Braucht man Alternative Investments? Eine Einordnung für langfristig denkende Anleger

Viele Investoren fragen sich: Muss ich wirklich in Private Equity, Venture Capital, Kunst oder Kryptowährungen investieren – oder reicht ein gut diversifiziertes ETF-Portfolio? Besonders für vermögende Familien und die junge Generation, die ein Vermögen über Jahrzehnte erhalten und vermehren wollen, stellt sich diese Frage mit besonderem Nachdruck.

Was sind alternative Investments?

Alternative Investments umfassen alle Anlageformen, die nicht zu den klassischen Kategorien Aktien, Anleihen oder Cash gehören.

Somit ist die Vielfalt sehr hoch und Pauschalaussagen zu den jeweiligen Optionen schwer zu treffen.
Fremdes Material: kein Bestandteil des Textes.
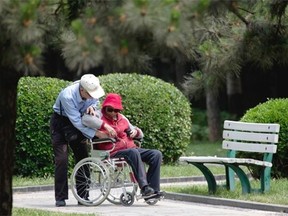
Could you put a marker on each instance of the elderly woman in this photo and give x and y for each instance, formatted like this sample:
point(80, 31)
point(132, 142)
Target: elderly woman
point(125, 147)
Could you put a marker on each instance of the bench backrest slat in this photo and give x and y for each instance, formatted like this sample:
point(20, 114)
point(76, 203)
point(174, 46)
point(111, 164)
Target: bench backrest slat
point(249, 147)
point(247, 126)
point(250, 136)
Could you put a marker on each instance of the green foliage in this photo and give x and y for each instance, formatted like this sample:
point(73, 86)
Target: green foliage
point(36, 96)
point(200, 131)
point(158, 108)
point(272, 111)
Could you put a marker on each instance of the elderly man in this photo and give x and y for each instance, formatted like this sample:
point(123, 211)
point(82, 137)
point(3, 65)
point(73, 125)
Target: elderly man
point(66, 128)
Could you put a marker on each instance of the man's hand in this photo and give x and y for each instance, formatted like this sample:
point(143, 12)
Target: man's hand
point(101, 135)
point(110, 130)
point(133, 133)
point(90, 110)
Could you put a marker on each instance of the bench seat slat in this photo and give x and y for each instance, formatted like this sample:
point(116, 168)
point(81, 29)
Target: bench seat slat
point(246, 136)
point(249, 147)
point(247, 126)
point(208, 159)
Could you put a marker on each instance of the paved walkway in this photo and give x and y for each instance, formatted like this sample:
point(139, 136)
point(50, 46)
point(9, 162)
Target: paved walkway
point(45, 200)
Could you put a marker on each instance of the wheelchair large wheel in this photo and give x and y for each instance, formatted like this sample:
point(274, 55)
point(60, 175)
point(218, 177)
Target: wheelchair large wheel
point(120, 182)
point(90, 181)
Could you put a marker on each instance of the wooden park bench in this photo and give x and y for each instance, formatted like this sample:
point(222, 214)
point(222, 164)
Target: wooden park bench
point(241, 136)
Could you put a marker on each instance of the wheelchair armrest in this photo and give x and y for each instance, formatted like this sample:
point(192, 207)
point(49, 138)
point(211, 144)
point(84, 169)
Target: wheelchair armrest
point(138, 141)
point(96, 141)
point(103, 140)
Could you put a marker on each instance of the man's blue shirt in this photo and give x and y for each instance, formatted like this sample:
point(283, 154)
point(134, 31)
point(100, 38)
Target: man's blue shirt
point(73, 107)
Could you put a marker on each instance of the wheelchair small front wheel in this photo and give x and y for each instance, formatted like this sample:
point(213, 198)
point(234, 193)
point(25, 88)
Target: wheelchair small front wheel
point(127, 200)
point(151, 201)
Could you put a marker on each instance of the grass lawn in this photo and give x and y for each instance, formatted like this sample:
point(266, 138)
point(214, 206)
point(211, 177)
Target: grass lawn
point(276, 195)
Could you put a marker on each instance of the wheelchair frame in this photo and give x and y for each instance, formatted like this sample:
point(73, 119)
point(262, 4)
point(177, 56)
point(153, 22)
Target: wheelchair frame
point(99, 178)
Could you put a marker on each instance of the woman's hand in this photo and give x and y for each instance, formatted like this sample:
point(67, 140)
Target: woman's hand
point(110, 130)
point(90, 110)
point(101, 135)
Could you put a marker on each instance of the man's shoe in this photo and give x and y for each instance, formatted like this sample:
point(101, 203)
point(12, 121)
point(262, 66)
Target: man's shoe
point(86, 201)
point(147, 191)
point(60, 203)
point(157, 195)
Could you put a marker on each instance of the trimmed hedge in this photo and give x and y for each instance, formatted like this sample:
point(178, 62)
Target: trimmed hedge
point(157, 107)
point(36, 96)
point(272, 111)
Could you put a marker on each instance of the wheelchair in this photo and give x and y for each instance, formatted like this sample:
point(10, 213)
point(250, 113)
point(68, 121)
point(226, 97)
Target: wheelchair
point(99, 178)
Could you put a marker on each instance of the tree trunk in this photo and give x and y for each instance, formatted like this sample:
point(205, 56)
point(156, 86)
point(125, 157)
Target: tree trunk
point(8, 88)
point(213, 115)
point(234, 93)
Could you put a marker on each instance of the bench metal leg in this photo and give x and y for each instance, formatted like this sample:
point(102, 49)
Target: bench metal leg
point(245, 183)
point(208, 175)
point(265, 179)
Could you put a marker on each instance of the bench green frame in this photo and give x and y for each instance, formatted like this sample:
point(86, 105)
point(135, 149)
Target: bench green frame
point(241, 136)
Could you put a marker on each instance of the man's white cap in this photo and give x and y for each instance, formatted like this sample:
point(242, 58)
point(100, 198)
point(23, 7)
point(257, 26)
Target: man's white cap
point(92, 85)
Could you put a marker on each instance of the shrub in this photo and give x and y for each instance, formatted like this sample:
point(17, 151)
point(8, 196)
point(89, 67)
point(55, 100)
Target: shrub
point(272, 111)
point(157, 107)
point(36, 96)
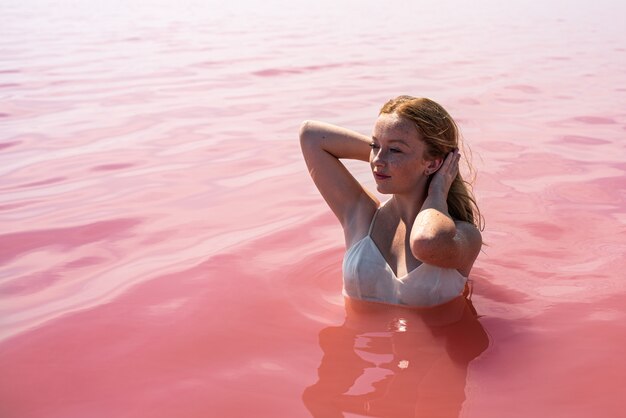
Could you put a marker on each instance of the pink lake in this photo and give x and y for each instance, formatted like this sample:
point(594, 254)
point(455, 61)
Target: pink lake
point(164, 253)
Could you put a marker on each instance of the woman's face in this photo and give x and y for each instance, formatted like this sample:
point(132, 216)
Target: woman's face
point(397, 156)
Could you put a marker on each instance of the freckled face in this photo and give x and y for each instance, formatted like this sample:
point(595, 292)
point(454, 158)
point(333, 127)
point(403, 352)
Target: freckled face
point(397, 156)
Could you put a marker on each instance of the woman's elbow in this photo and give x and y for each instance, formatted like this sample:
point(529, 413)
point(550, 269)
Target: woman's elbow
point(429, 246)
point(307, 128)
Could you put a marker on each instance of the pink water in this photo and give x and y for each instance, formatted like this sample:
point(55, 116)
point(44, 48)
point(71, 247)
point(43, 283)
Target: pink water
point(164, 253)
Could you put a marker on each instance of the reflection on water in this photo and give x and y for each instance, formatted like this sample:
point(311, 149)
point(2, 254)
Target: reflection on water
point(389, 361)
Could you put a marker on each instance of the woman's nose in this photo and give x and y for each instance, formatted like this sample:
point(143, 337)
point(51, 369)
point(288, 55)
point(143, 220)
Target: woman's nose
point(378, 157)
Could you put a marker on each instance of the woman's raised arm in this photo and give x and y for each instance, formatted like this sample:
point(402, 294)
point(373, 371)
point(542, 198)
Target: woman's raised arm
point(322, 146)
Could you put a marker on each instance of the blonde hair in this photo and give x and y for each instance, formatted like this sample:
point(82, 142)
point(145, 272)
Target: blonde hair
point(441, 135)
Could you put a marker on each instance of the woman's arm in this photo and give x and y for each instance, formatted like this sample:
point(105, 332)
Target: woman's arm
point(322, 146)
point(435, 237)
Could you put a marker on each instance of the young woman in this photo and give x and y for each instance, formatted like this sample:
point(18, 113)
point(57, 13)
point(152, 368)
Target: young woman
point(418, 247)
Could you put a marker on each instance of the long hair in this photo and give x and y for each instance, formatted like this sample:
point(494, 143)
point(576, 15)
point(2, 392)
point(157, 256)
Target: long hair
point(441, 135)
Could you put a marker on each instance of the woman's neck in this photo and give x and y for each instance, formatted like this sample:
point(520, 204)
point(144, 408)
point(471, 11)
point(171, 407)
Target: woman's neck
point(407, 206)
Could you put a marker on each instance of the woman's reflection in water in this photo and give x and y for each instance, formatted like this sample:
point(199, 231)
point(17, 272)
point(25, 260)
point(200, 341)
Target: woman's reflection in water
point(390, 361)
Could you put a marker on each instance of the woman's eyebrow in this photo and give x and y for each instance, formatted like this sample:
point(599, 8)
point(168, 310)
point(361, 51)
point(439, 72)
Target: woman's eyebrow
point(402, 141)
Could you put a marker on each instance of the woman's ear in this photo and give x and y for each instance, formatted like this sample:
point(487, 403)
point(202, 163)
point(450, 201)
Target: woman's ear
point(433, 165)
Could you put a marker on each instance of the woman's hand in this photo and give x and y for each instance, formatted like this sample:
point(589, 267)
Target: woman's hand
point(443, 178)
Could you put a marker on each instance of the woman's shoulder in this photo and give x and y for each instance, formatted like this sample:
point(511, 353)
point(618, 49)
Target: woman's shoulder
point(361, 217)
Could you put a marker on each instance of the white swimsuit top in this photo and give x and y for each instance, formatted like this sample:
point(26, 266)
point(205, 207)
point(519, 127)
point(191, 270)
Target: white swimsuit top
point(368, 276)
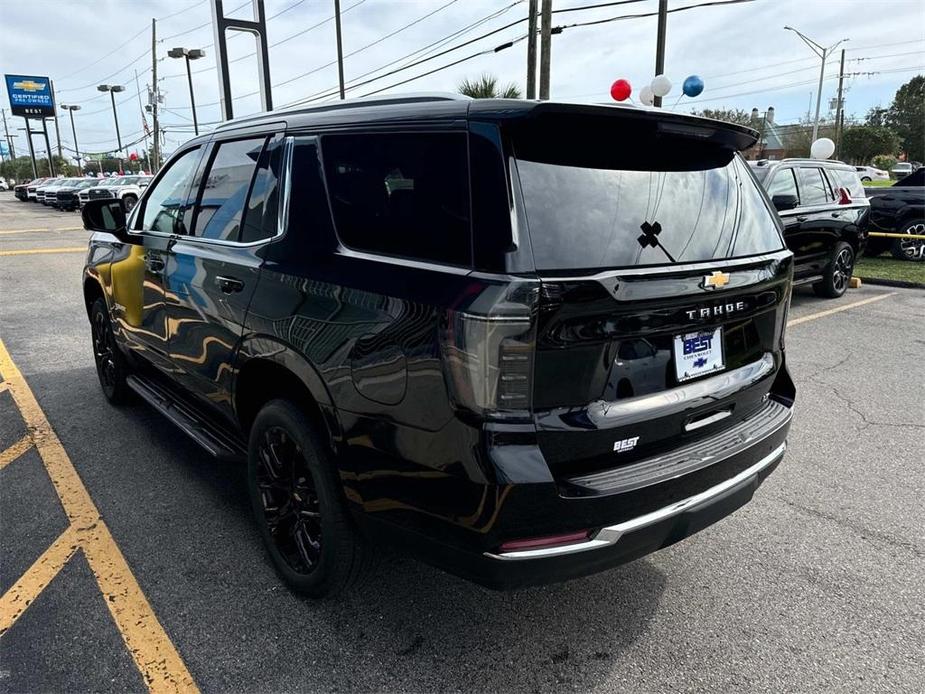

Auch die Einteilung in Oberbegriffen ist nicht immer ganz trennscharf. Will man dies dennoch versuchen, so könnte man die Alternative Assets wie folgt einteilen:

  • Private Markets (Privat Equity, VC, Private Debt)
  • Real Assets (Infrastruktur, Immobilien, Land- und Forstwirtschaft)
  • Digitale Assets (Bitcoin)
  • Sachwerte/Collectibles (Kunst, Oldtimer, Uhren)
  • Spezialstrategien (Prozessfinanzierung oder Carbon Credits) unterteilen.

Diese Anlagen zeichnen sich häufig durch Illiquidität, geringere Regulierung und die Notwendigkeit besonderer Managementfähigkeiten aus. Der Zugang ist oft exklusiv, etwa durch hohe Mindestinvestments oder spezialisierte Netzwerke.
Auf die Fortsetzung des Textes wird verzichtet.